In 415 BC, Athens sent a massive expeditionary force to Sicily when one of its allies was attacked by Syracuse, the most powerful state in the region. The Peloponnesian League kept sending reinforcements to Sicily. The mighty Athenian expedition was thoroughly defeated and their entire force was killed or enslaved. Such was the magnitude of Athenian loss in the Sicilian Expedition that it was widely believed that Athenian Empire was defeated for good.

Sicilian Expedition map
Route of the Athenian fleet in the Sicilian Expedition


#8 Athens was able to recover to some extent after the Battle of Cyzicus

At the start of the war, Athens had put aside 100 ships and a bit of money which was to be used as the last resort. These ships served as the Athenian fleet for the rest of the war. At the Battle of Cyzicus in 410 BC, Athenian fleet completely destroyed the Spartan fleet and this allowed Athens to re-establish the financial basis of the Athenian Empire. Between 410 and 406, Athens won a continuous string of victories and was able to recover large portions of its empire.

Pelopennesian War map
Pelopennesian War – Key Actions in Each Phase (431 – 404 B.C.)

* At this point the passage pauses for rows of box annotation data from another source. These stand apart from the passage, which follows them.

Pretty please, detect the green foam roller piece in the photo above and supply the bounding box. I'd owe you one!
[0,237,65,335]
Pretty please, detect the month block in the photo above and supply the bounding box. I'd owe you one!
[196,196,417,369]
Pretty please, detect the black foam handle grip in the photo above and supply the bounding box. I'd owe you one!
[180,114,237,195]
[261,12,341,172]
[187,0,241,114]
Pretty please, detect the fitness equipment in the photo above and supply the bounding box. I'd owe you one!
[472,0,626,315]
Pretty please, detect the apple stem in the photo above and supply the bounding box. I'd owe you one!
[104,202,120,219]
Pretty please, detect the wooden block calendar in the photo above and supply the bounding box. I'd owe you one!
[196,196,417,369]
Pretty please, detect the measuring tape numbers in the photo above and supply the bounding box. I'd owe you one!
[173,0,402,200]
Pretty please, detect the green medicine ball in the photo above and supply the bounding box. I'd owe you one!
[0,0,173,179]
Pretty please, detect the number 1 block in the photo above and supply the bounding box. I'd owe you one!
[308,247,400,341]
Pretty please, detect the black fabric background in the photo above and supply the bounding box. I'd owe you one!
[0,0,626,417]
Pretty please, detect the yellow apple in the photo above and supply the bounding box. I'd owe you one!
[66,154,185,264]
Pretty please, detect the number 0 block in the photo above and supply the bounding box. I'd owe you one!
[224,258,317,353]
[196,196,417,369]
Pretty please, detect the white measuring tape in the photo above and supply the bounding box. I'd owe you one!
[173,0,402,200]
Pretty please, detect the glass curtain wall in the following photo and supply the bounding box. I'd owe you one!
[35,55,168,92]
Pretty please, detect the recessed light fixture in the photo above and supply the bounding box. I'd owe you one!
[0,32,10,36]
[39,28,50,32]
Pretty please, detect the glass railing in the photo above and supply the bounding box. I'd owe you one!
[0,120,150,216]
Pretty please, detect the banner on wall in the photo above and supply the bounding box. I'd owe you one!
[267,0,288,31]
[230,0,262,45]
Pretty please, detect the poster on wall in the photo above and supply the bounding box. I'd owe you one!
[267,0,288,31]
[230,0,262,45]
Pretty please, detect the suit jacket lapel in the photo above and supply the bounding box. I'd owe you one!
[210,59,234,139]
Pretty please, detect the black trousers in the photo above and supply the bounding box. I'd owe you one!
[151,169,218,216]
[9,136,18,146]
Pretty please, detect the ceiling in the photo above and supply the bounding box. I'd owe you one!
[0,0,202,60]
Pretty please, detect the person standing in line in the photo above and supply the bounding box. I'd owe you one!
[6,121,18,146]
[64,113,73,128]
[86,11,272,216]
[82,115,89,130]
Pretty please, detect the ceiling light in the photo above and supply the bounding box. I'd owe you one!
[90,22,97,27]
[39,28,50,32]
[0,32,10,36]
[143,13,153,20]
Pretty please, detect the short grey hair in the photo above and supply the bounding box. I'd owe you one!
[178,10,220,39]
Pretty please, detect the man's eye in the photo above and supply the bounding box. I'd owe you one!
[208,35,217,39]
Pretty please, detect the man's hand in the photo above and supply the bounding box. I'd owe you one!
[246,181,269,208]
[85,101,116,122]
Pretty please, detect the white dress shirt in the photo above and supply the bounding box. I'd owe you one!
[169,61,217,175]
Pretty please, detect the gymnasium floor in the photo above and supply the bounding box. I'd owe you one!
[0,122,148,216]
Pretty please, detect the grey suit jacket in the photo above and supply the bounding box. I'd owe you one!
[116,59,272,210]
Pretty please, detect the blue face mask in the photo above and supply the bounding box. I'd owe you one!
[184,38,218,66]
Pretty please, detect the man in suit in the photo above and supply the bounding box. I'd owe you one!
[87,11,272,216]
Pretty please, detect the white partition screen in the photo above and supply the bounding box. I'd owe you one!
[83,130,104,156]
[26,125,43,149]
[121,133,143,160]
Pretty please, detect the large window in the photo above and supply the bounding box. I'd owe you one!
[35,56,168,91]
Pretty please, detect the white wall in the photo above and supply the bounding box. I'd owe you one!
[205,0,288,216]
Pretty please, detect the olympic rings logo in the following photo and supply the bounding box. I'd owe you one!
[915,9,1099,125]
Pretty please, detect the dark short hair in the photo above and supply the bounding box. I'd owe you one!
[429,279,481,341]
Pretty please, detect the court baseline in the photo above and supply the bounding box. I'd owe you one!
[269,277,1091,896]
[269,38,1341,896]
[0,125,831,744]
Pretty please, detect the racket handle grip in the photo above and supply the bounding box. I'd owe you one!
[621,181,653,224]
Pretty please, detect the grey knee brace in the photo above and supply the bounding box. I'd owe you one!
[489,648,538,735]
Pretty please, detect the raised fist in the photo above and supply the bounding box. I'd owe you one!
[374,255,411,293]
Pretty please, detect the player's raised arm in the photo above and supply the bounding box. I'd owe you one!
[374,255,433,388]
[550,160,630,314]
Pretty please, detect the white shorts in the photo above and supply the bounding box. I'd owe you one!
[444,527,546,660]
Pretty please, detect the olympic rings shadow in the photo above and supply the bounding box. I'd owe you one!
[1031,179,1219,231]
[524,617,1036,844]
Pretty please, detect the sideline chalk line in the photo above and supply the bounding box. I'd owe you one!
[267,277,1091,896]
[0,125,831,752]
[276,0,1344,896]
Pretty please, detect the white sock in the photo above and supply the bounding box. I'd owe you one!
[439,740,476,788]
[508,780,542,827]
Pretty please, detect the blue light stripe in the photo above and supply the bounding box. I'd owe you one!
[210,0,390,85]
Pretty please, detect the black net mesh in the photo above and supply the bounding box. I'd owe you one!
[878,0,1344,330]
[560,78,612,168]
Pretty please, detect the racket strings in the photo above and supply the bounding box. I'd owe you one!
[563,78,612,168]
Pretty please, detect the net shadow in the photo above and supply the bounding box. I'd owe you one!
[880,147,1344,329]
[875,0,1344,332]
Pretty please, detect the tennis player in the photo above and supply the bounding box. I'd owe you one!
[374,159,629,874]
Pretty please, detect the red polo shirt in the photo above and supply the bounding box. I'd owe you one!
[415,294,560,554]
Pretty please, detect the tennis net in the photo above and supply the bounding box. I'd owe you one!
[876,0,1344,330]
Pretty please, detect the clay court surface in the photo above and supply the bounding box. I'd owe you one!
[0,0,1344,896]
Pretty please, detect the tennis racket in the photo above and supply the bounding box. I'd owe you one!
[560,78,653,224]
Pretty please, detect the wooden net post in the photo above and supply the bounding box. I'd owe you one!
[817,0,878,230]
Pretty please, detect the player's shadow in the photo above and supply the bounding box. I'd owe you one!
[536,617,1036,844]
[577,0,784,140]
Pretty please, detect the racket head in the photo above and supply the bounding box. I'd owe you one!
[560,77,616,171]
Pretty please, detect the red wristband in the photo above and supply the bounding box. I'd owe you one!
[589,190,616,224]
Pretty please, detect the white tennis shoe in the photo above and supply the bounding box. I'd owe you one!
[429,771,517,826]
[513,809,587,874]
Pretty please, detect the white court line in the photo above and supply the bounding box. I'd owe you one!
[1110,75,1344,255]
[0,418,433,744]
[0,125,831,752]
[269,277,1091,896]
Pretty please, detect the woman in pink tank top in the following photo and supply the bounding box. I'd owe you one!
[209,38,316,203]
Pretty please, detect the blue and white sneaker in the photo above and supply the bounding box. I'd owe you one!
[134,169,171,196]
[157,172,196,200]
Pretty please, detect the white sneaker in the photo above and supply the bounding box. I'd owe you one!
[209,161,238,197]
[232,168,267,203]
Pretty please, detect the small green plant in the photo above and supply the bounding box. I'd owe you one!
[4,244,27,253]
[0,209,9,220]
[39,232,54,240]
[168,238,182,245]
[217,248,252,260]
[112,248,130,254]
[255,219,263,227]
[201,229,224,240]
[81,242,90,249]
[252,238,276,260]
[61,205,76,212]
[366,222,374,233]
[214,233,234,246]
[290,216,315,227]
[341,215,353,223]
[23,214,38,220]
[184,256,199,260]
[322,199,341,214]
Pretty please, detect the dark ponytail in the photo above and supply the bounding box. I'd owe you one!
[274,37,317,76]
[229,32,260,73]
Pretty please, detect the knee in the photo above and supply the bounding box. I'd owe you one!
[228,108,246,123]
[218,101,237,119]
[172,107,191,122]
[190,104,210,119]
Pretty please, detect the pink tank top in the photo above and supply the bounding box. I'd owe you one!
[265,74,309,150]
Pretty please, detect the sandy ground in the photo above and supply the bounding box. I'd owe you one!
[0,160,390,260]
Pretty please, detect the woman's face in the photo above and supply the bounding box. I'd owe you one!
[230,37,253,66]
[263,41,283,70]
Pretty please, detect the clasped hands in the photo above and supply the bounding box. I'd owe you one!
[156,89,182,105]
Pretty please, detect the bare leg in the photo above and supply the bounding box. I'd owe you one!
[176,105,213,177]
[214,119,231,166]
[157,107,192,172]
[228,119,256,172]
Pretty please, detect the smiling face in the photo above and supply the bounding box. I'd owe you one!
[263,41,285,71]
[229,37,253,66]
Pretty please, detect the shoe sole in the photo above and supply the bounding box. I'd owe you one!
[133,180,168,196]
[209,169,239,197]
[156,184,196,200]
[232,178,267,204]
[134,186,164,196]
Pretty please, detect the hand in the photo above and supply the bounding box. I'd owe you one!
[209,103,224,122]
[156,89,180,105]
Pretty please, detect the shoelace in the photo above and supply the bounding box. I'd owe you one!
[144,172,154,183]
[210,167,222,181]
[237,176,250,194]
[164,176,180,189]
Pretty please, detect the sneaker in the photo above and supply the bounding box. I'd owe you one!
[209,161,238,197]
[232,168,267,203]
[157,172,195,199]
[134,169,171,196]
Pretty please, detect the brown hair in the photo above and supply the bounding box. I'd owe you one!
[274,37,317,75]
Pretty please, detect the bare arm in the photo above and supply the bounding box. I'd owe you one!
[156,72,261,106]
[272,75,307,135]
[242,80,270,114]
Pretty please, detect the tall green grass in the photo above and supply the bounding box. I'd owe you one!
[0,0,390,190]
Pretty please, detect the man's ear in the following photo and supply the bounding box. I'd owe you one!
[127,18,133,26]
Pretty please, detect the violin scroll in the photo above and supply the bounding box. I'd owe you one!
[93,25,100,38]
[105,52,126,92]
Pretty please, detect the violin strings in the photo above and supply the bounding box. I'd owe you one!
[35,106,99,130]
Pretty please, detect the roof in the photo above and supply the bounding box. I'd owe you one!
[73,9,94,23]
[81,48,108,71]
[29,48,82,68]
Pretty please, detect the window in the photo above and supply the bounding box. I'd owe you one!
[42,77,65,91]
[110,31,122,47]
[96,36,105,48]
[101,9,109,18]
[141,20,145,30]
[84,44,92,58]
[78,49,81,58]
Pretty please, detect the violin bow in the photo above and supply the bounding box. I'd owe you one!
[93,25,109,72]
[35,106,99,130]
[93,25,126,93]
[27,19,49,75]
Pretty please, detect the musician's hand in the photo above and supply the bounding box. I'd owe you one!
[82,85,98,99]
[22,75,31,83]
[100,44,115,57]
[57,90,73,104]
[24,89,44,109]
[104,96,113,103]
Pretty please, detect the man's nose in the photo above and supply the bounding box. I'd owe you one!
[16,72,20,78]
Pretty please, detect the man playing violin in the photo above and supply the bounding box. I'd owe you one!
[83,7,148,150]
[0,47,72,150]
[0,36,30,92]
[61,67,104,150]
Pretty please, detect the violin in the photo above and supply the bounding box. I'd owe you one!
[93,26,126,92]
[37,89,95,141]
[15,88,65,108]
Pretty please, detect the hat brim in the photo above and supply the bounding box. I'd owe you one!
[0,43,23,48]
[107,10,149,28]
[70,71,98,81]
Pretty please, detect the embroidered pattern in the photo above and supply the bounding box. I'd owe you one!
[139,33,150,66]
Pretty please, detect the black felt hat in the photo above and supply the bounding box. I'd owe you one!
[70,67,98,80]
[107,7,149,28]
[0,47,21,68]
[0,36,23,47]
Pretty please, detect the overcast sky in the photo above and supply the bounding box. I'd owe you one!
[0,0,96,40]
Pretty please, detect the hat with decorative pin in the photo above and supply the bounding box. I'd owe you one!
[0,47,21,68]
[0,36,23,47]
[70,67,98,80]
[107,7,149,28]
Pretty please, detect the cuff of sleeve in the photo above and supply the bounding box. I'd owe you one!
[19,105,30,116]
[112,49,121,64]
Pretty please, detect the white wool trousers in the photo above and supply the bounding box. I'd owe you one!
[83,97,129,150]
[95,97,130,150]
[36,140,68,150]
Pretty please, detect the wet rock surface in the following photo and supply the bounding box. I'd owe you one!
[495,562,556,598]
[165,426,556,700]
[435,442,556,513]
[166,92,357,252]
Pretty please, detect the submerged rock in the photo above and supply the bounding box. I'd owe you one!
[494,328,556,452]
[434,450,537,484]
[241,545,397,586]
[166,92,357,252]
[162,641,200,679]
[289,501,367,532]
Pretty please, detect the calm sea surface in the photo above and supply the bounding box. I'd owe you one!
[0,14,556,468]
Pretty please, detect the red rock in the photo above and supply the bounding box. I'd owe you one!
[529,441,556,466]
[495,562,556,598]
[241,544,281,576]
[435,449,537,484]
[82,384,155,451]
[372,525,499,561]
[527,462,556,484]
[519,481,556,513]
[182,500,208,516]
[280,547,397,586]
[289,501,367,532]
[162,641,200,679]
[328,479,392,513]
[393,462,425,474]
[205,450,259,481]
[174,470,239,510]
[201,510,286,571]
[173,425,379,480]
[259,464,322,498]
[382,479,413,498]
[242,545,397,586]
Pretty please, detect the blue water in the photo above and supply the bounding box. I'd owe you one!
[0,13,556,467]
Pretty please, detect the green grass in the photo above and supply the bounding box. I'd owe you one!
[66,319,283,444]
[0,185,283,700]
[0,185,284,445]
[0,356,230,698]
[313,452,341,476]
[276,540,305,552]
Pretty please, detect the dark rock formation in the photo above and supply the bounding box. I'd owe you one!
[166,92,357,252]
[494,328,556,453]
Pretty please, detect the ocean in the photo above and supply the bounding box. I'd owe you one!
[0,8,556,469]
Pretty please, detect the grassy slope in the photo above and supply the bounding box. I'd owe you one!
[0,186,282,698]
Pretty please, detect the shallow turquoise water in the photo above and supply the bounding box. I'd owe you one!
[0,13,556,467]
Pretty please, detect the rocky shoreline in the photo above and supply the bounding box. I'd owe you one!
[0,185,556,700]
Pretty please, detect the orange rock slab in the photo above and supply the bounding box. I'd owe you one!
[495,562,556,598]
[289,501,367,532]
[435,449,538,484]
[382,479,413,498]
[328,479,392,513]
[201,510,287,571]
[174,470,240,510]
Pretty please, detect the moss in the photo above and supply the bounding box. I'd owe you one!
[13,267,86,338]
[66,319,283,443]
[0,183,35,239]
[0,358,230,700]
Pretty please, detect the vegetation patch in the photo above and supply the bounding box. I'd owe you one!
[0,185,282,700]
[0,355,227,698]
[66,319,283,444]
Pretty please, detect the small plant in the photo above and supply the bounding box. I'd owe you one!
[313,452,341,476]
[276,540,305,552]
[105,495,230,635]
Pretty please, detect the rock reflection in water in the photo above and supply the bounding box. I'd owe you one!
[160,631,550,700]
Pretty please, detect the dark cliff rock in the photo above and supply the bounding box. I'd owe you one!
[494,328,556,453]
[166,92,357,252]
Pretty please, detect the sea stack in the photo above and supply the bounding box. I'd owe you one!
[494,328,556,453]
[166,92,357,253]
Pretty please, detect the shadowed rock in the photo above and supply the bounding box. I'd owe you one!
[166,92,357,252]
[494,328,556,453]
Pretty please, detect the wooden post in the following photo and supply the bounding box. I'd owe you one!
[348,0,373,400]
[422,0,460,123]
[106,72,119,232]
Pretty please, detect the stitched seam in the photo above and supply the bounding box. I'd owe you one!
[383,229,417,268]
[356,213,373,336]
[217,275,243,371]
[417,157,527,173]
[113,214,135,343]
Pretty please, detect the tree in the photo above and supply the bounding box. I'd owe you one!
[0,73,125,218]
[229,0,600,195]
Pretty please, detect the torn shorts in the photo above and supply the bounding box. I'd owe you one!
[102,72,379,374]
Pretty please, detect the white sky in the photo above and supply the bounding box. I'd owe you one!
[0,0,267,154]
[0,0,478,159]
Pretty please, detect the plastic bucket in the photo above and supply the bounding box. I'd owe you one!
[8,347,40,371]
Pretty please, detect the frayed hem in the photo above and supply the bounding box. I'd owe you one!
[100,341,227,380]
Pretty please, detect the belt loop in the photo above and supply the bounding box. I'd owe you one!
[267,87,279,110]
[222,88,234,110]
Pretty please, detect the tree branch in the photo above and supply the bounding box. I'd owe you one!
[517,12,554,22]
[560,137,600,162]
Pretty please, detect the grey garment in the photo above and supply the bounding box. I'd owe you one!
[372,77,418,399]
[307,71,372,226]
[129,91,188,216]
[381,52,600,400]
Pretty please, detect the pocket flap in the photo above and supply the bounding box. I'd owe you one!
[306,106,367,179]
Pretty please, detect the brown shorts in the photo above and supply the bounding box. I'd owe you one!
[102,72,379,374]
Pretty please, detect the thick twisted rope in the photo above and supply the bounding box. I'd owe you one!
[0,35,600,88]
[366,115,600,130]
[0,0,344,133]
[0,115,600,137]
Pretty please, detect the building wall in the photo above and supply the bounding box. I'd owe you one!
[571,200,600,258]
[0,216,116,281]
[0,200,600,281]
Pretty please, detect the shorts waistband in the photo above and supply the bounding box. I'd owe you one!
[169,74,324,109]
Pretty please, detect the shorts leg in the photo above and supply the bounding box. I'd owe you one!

#9 The last major battle of the Peloponnesian War was the Battle of Aegospotami

The last phase of the Peloponnesian War is known as the Decelean War, or the Ionian War. In it Sparta, led by the skillful general Lysander, gathered support from Persia and supported rebellions in Athens’ subject states in the Aegean Sea and Ionia. In 405 BC at the Battle of Aegospotami, Spartan fleet under Lysander completely destroyed the Athenian navy. This was the last major battle of the Peloponnesian War. Athens surrendered in 404 BC and its allies followed soon.

Lysander of Sparta
Lysander of Sparta


#10 Sparta replaced Athens as the dominant power in Greece after the Peloponnesian War

After surrender, Athens was stripped of its walls, fleet and all of its overseas possessions. Corinth and Thebes demanded that Athens should be destroyed and all its citizens should be enslaved. But Sparta refused as they believed Athens had done good service to Greece in its time of great danger. Athens, which was at its greatest heights and the strongest city-state in entire Greece before the Peloponnesian War, was left completely devastated and never gained its pre-war prosperity while Sparta became the leading power of Greece.